Good performances come from the heart, and while I was working out in LA no director could pull passion from a performer quite like Sophie Muller.
I was able to work with Sophie on the set of Selena Gomez music video "Good for You". She sat in a laid back green recliner watching a monitor while Selena performed, and after a couple takes they would sit together and talk about her performance. Now "Good for You", as you can tell just from one listen, is a fairly complex song. It's an attempt to put into the words the pride and passion we feel when we want to look good for a person precious to us. It's a song that applies equally to both men and women, and it's a song that is hard to put a visual to. But Sophie did it, and she did a fantastic job.
Sophie's music video's are unique in that they encapsulate the very feeling that the artist seeks to convey through the song.
Just to further help me illustrate my point, take a look at a music video that she directed early on in her career.

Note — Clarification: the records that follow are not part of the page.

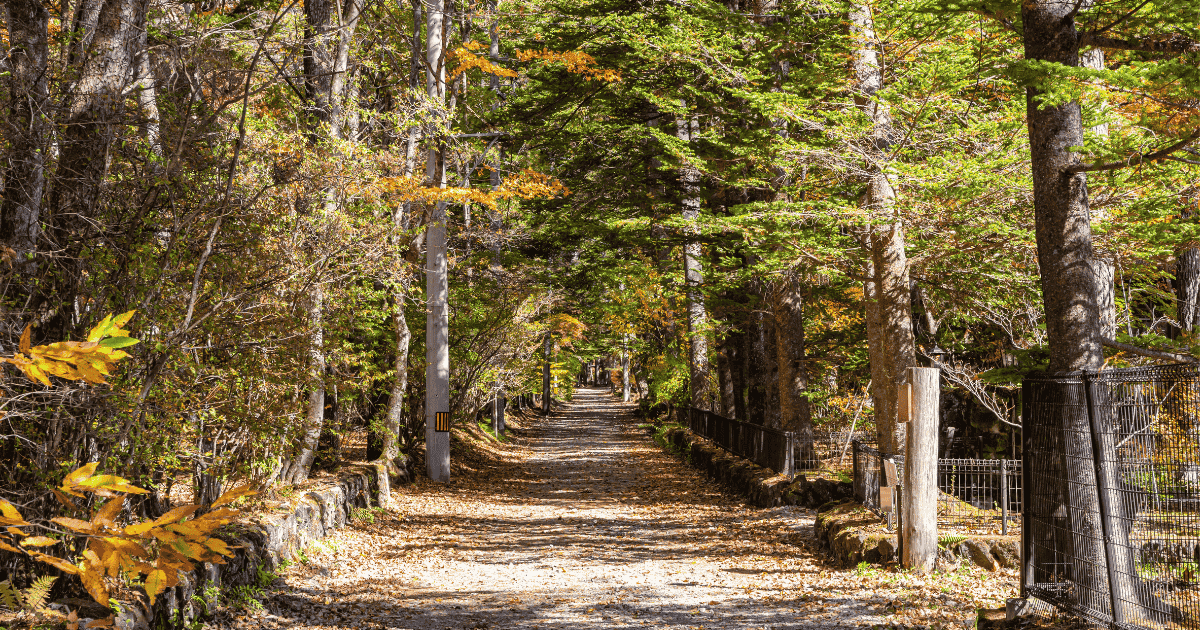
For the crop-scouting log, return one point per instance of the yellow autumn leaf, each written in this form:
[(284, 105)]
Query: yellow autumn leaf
[(39, 541), (231, 496), (178, 514), (219, 546), (79, 474), (58, 563), (73, 525), (156, 582)]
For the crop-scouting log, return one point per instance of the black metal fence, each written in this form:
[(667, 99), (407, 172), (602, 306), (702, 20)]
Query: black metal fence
[(831, 444), (766, 447), (975, 496), (1113, 520)]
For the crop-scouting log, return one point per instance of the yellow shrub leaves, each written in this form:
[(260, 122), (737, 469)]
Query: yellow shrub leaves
[(159, 550), (576, 61), (76, 360), (467, 60)]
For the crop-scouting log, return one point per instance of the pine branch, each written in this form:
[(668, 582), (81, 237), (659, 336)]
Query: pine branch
[(1134, 160), (1149, 353)]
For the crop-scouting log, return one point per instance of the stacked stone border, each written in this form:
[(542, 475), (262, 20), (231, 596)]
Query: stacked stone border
[(847, 531), (761, 486), (270, 540)]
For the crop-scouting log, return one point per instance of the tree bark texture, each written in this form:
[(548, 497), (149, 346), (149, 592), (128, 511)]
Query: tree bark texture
[(1103, 267), (25, 130), (437, 324), (298, 468), (793, 372), (94, 112), (757, 369), (545, 373), (1069, 288), (697, 340), (887, 297), (1060, 199)]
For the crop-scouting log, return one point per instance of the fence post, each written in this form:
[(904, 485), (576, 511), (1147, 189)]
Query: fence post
[(790, 455), (1003, 497), (919, 504), (1103, 490)]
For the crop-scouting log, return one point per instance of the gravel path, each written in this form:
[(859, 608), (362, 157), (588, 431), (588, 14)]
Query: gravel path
[(587, 525)]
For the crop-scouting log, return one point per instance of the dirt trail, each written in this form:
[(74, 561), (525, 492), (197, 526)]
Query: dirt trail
[(588, 526)]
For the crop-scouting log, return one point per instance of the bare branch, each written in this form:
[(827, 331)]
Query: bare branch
[(1175, 43), (1149, 353), (1134, 160)]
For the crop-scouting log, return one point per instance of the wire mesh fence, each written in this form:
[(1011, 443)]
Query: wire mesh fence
[(766, 447), (828, 444), (1113, 520), (975, 496)]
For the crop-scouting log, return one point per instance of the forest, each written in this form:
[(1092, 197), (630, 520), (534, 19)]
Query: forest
[(235, 232)]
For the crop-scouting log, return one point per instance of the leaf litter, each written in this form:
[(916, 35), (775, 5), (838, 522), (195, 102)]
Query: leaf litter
[(581, 521)]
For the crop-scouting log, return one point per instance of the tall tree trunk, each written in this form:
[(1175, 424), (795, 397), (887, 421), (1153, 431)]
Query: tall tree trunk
[(93, 118), (1187, 282), (887, 298), (25, 130), (757, 366), (1103, 265), (1069, 292), (437, 325), (545, 373), (737, 343), (402, 221), (793, 371), (697, 340), (328, 36)]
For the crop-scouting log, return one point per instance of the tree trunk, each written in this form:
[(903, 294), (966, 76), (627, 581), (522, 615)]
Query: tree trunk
[(437, 371), (757, 367), (793, 372), (25, 130), (402, 222), (1187, 282), (887, 294), (297, 471), (545, 373), (1069, 288), (697, 340), (1103, 265), (325, 60), (1060, 199), (93, 119), (624, 369)]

That soft light that so delicate fell upon Selena is no where to be found here, instead Annie Lennox is blasted with a spotlight so bright that on that day she was probably visible from space. Annie doesn't pay any attention to the viewer, instead she cocks her head triumphantly to an invisible audience and gives a performance that it is far more theatrical in nature. We get an uneasy feeling from watching this, it's a satire of course, but presented in a way that seems all to familiar.
Both songs are about feeling, or at least wanting to feel beautiful Yet we can tell from the visuals that there is a distinct contextual difference.
Selena want's to be beautiful in a way that feels comfortable. We see her at her most vulnerable, and in that way we feel as though we've entered an intimate space.
Annie, is presented in a way that makes her look unobtainable, the camera never wants to get in too close. Her body language is closed off and she moves in way that only a jewelry box ballerina can.
Sophie does so much to communicate the emotional weight behind the artist's work, and I cannot think of a single director that can bring out a performance in the way she can!